The API that Proton provides is heavily geared around batch operations, focusing on using DQL for querying. This suits my needs well, as Jakarta NoSQL essentially assumes you'll have something like DQL available to do arbitrary document queries. It's also geared around requesting specific items from documents to return, which further suits me well - for efficiency purposes, I wrote code into the LSXBE driver to only read desired items anyway, so that adapted naturally.

The Driver

So, over the long weekend here, I set out into writing a driver suitable for use in standalone JEE applications to access Domino via Proton. The goal here is to make it so that code written to target the LSXBE driver will work the same way with this Proton-based one, with the only differences being limitations in what Proton provides and a switch to providing a lotus.domino.Database context to providing a com.hcl.domino.db.model.Database one.

And, though the limitation list there is a bit lengthy, I accomplished the main part of my goal there. Since it shares a lot of code in common with the LSXBE driver, the implementation here is pretty small. The bulk of the code happens in ProtonDocumentCollectionManager, which is the implementation of all the raw JNoSQL primitives - insert, update, select, etc. - and then ProtonEntityConverter, which is the utility class that translates between Proton's concept of Document and JNoSQL's concept of DocumentEntity.

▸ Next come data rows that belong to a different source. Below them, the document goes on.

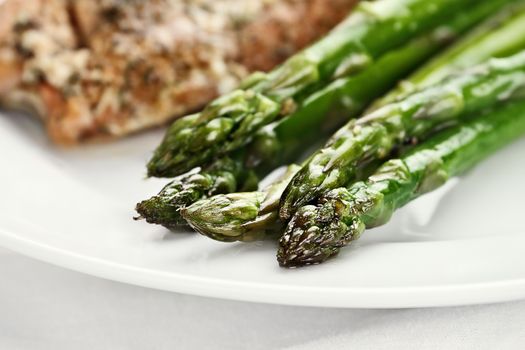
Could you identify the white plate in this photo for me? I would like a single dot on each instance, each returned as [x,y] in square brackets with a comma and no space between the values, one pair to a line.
[464,244]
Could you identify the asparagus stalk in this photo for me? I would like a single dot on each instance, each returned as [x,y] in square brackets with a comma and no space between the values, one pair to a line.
[224,176]
[230,122]
[490,42]
[375,135]
[318,114]
[318,232]
[499,36]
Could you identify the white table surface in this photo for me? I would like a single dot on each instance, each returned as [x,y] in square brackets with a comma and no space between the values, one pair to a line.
[47,307]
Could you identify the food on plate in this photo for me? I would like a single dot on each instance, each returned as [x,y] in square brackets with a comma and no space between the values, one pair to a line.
[240,215]
[95,69]
[398,143]
[230,122]
[316,116]
[317,232]
[376,134]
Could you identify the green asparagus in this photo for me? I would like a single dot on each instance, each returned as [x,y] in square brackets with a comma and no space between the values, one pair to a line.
[224,176]
[375,135]
[499,36]
[319,114]
[230,122]
[317,232]
[244,216]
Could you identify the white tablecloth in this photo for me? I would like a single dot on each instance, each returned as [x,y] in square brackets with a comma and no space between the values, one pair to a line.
[47,307]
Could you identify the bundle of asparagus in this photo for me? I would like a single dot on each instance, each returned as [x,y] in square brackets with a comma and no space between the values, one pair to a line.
[317,112]
[457,109]
[485,41]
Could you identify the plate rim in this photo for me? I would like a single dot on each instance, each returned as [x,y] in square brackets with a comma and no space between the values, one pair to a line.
[341,297]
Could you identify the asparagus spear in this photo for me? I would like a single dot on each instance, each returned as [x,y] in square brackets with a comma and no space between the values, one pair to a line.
[320,113]
[317,232]
[376,134]
[230,122]
[244,216]
[224,176]
[499,36]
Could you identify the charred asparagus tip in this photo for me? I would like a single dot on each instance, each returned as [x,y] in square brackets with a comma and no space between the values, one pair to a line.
[315,234]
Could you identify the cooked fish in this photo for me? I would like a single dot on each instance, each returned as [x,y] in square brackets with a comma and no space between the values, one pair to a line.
[106,68]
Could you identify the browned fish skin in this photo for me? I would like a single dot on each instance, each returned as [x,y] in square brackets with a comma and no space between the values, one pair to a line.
[106,68]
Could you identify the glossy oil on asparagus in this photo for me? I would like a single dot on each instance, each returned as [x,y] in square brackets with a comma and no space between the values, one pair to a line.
[230,122]
[375,135]
[318,114]
[318,232]
[486,38]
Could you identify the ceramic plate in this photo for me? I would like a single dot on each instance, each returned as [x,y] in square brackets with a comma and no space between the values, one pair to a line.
[463,244]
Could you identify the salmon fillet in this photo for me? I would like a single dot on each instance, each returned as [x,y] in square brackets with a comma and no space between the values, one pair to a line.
[95,69]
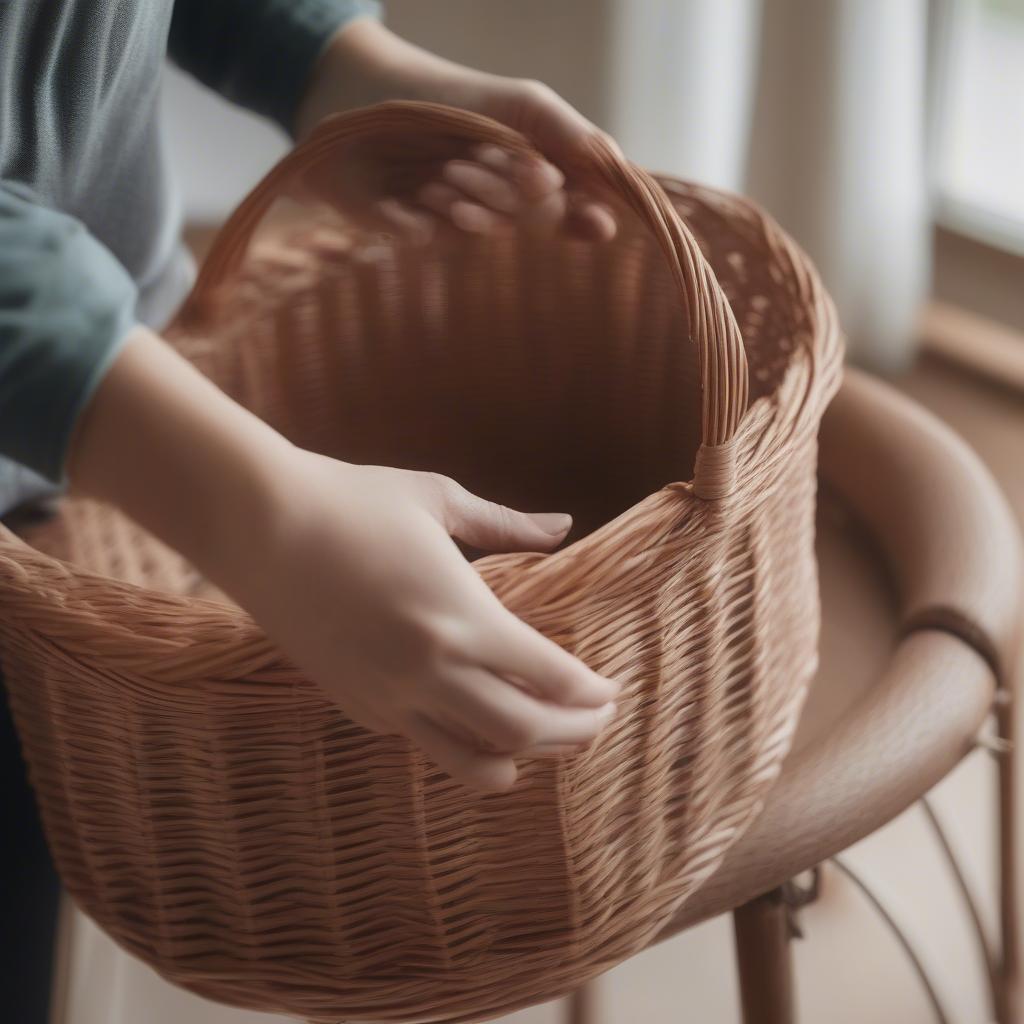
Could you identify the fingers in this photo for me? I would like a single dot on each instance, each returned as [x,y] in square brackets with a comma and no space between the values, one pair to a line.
[479,769]
[480,194]
[532,176]
[503,718]
[453,205]
[515,650]
[489,526]
[415,225]
[589,220]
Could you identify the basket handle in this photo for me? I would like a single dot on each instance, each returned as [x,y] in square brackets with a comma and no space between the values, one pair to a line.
[720,346]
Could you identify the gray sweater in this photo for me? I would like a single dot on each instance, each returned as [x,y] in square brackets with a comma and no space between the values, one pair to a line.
[89,222]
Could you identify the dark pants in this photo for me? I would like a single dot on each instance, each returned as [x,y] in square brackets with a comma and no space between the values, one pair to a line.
[29,890]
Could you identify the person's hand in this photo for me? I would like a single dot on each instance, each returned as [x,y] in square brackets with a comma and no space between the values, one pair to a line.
[363,585]
[351,569]
[476,189]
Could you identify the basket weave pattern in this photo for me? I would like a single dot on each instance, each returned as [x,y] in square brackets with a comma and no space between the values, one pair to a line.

The Proton API is... very weird from a Java perspective. Some of it bears a little similarity to the NIO Files API if you squint, but otherwise it's just an odd duck. Fortunately, a consumer of this driver doesn't have to care about that beyond the initial connection to the server. The specifics of actually connecting to a server and opening a database are the same as with normal Proton use - you do that and then provide a CDI bean to hand off the Database object to the driver:

 1
 2
 3
 4
 5
 6
 7
 8
 9
10
11
12
13
14
15
16
17
18
19
20
21
@RequestScoped
public class ContextDatabaseSupplier {
	// This type of supplier is required
	@Produces
	public DatabaseSupplier get() {
		// Here, the `Database` object is set in a `ServletRequestListener`, though it likely could be app-wide
		return () -> {
			HttpServletRequest request = CDI.current().select(HttpServletRequest.class).get();
			return (Database)request.getAttribute(DatabaseContextListener.ATTR_DB);
		};
	}
	
	// This supplier is optional - leaving it out or returning null will cause the driver to skip performing Act-As-User
	@Produces
	public AccessTokenSupplier getAccessToken() {
		return () -> {
			HttpServletRequest request = CDI.current().select(HttpServletRequest.class).get();
			return (String)request.getAttribute("oidc_access_token");
		};
	}
}

Next Steps

Now, admittedly, I'm not sure how much more time I'm going to put into this driver. Though there are a few enhancements that could be made - attachments and rich text, namely - I'm probably not going to use this myself in the near future. The immediate cases I have where I'd want to use this would end up involving things like views that aren't currently accessible over Proton, and so it's be really just speculative development. Still, I wanted to make this to kick the tires a bit and see what's possible, and it's got my gears turning.

There'll also be a bit more I want to go over in the next post. In the above code block, I mention Act-As-User tokens; the driver will use those when provided, and the driver itself doesn't care how you acquire them, but it's an interesting topic on its own. During my testing, I was able to get a Liberty-hosted app performing OIDC authentication for its own login and then using that token for access to Proton, and I think that that will deserve some expansion on its own.

In the mean time, if you're curious, the driver is available up on GitHub:

https://github.com/OpenNTF/jnosql-driver-proton

The artifact is published to OpenNTF's Maven repository, though you'll need to follow the instructions in the README there to add the non-redistributable Proton client library to your local Maven repo.